そのEFSって自動バックアップでいいんでしたっけ? - エムスリーテックブログ

エムスリーテックブログ

エムスリー(m3)のエンジニア・開発メンバーによる技術ブログです

そのEFSって自動バックアップでいいんでしたっけ?

こんにちは、エムスリー 製薬企業向けプラットフォームチームでチームSREをやっている後藤です。
10年ぶりにリメイクが発売されたパワポケRに夢中な日々を過ごしています。

この記事は、 エムスリー Advent Calendar 2021 7 日目の記事です。

クリスマス・お正月と穏やかな年末年始を迎えるためにはしっかりしたバックアップは欠かせませんよね?
最近 AWS の Elastic File System (EFS) のバックアップの仕組みを検討していたので、ここでご紹介したいと思います。

あなたのバックアップ、「自動」でいいの?

ご存知の方も多いかもしれませんが、EFS は AWS Backup と連携した自動バックアップが提供されています。
自動バックアップについては公式ドキュメントをはじめ、各所のブログでも紹介されていますね。

自動バックアップの最大の利点は設定が非常に簡単なことです。
EFSの編集画面で「自動バックアップを有効化」というチェックを入れるだけで設定が完了し、バックアップが取得されるようになります。

AWSをはじめマネージドなクラウドサービスを使っていると、少しの作業でやりたいことが実現できて素晴らしい限りです。
しかし、それゆえに細かい確認を怠ってしまって「自動バックアップにチェック入れたのでバックアップは大丈夫です!!」となってしまいがちではないでしょうか。

自動バックアップの仕組みを詳しく調べてみる

EFSの自動バックアップは実際にどのような仕組みになっているのでしょうか。
バックアップに関連する設定を簡単に図解するとこのようになります。

f:id:AkiraGoto:20211206114426p:plain
バックアップの簡単な図解

バックアップの設定はバックアッププランというリソースにまとめられており、その中のバックアップルールに開始時刻や頻度を設定します。
そして、リソースの割り当てという項目でバックアップ対象を指定します。
リソースは直接指定もできますし、タグを使って複数まとめて指定もできます。

バックアップルールにはボールト (Vault) という設定項目が存在し、バックアップされたデータはここで指定されたボールトに暗号化されて保存されます。 
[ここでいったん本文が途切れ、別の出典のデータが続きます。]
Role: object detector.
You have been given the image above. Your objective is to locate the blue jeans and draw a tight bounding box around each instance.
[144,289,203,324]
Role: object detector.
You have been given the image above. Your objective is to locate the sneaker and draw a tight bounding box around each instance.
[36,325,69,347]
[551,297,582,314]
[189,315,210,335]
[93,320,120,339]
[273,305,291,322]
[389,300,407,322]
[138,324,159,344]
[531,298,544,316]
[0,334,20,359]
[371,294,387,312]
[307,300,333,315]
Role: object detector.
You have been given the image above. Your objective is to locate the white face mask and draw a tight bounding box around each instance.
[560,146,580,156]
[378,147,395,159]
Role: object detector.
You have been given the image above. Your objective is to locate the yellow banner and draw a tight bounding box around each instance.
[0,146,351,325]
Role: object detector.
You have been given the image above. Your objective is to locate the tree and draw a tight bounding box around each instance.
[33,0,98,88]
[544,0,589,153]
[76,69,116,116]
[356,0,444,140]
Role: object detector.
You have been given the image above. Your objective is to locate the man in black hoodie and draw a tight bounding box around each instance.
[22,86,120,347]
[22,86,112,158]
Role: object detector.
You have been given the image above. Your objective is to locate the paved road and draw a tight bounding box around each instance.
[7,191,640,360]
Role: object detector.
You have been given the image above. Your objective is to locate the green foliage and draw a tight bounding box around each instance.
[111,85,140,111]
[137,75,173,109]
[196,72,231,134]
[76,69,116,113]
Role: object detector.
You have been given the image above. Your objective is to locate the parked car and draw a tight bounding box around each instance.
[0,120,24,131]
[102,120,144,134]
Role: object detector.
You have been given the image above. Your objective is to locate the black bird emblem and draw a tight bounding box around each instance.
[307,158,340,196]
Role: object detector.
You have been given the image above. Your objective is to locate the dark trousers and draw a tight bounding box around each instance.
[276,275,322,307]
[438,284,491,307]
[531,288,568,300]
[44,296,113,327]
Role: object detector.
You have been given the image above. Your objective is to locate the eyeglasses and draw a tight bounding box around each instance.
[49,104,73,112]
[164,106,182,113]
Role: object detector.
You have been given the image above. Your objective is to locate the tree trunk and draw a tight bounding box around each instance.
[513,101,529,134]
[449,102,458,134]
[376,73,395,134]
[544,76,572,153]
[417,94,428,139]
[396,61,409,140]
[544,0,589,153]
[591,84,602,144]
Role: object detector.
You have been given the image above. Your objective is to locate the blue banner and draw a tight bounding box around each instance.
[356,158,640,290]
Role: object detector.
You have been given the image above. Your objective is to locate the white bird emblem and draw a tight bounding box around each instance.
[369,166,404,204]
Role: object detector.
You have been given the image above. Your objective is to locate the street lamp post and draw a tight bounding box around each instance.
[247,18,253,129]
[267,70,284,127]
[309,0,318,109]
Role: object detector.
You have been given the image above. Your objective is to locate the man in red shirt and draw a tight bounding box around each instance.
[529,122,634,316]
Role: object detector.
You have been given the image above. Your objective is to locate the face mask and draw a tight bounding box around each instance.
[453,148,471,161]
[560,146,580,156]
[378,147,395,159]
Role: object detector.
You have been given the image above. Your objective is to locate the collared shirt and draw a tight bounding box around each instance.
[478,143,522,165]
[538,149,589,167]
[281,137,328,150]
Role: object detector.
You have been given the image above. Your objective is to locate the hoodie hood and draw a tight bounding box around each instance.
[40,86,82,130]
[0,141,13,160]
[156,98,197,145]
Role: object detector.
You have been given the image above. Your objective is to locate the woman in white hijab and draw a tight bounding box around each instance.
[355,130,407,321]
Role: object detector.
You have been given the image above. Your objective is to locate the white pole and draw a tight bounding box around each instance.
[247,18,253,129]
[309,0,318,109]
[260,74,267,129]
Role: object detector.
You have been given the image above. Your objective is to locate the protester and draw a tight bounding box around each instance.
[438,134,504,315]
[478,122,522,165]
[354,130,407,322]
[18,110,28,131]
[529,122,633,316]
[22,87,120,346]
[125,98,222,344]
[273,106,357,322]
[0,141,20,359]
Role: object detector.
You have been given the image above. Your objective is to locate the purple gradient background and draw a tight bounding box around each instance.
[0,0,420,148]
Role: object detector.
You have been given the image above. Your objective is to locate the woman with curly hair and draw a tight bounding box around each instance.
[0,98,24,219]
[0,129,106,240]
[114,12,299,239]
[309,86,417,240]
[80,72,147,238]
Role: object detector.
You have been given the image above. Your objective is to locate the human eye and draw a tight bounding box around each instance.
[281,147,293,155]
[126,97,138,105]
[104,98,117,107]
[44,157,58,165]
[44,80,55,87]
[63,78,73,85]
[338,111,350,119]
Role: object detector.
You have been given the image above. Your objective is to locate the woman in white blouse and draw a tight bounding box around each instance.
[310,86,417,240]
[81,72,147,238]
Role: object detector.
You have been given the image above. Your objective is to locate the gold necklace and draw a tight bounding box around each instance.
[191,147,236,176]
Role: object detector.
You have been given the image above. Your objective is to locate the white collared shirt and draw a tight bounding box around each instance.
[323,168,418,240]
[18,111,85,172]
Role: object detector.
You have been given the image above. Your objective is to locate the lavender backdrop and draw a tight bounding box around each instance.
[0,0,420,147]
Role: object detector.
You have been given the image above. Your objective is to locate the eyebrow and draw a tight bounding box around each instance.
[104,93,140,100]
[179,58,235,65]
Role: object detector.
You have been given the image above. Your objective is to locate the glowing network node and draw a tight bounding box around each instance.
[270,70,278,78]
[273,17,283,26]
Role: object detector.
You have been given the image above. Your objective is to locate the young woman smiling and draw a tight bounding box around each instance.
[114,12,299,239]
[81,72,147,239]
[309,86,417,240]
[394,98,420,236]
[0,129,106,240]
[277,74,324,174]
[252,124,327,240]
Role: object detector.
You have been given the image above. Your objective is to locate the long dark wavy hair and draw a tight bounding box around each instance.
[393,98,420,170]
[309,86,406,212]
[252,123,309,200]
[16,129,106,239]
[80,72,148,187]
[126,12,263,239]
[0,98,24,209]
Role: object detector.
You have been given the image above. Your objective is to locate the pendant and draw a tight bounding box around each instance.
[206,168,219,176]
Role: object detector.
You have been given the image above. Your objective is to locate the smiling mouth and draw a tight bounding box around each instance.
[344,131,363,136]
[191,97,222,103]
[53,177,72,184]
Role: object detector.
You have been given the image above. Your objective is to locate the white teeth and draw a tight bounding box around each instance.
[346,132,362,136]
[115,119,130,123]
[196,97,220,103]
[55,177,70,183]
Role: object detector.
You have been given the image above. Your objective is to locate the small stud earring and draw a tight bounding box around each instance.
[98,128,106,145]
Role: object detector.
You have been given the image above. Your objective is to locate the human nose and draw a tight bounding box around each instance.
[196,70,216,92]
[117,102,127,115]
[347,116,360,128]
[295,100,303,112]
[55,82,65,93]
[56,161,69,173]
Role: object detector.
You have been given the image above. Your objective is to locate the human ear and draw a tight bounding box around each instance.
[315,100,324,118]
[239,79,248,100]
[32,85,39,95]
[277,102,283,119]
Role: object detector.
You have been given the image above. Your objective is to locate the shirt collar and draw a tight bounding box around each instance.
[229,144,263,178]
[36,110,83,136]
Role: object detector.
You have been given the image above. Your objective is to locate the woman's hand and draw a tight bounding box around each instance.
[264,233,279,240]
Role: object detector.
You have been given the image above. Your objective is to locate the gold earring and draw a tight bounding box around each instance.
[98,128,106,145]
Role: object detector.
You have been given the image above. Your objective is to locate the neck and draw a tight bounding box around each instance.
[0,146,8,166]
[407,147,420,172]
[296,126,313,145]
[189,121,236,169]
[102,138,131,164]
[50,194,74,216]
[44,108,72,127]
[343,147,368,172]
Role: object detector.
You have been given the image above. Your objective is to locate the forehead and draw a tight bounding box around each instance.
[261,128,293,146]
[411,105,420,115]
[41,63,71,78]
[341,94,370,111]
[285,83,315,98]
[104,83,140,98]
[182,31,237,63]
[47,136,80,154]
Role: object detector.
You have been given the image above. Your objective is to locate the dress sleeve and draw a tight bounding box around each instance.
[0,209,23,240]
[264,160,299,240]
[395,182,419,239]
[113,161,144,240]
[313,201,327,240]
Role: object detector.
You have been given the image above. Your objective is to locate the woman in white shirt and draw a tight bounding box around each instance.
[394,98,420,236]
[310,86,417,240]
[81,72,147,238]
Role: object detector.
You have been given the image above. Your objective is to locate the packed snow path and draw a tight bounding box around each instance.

この構成を理解した上で、自動バックアップの設定を調べてみます。
バックアッププランは aws/efs/automatic-backup-plan というプランが自動で作成されており、その設定に従ってバックアップが取得されるようになっています。
特に重要なバックアップルールを確認してみると下記のような設定になっています。

設定項目 設定値
頻度 毎日
バックアップ開始時刻 5:00 (UTC)から8時間以内に開始
バックアップ完了期限 7日
バックアップ保持期間 5週間 (35日)

上記の設定はあなたの要件にあってるでしょうか?
このように、自動バックアップの設定をきちんと確認した上で、要件に適合しているか判断しなければなりません。
「自動バックアップにチェックを入れた」だけでは、要件にあったバックアップができているとは限らないわけです。

要件にあったバックアップの仕組みを構築する

それでは、今回私が検討したバックアップの内容を実例としてご紹介していきたいと思います。
バックアップ対象の情報は下記の通りです。

  • 対象は社内システムで使用されているEFS
  • システムの利用時間は平日の業務時間中
  • EFSの容量は数百MB程度
  • EFSのファイルを操作するバッチ処理がいくつか存在する

上記の情報をベースにバックアップの検討をした結果、このシステムでは自動バックアップは採用しませんでした。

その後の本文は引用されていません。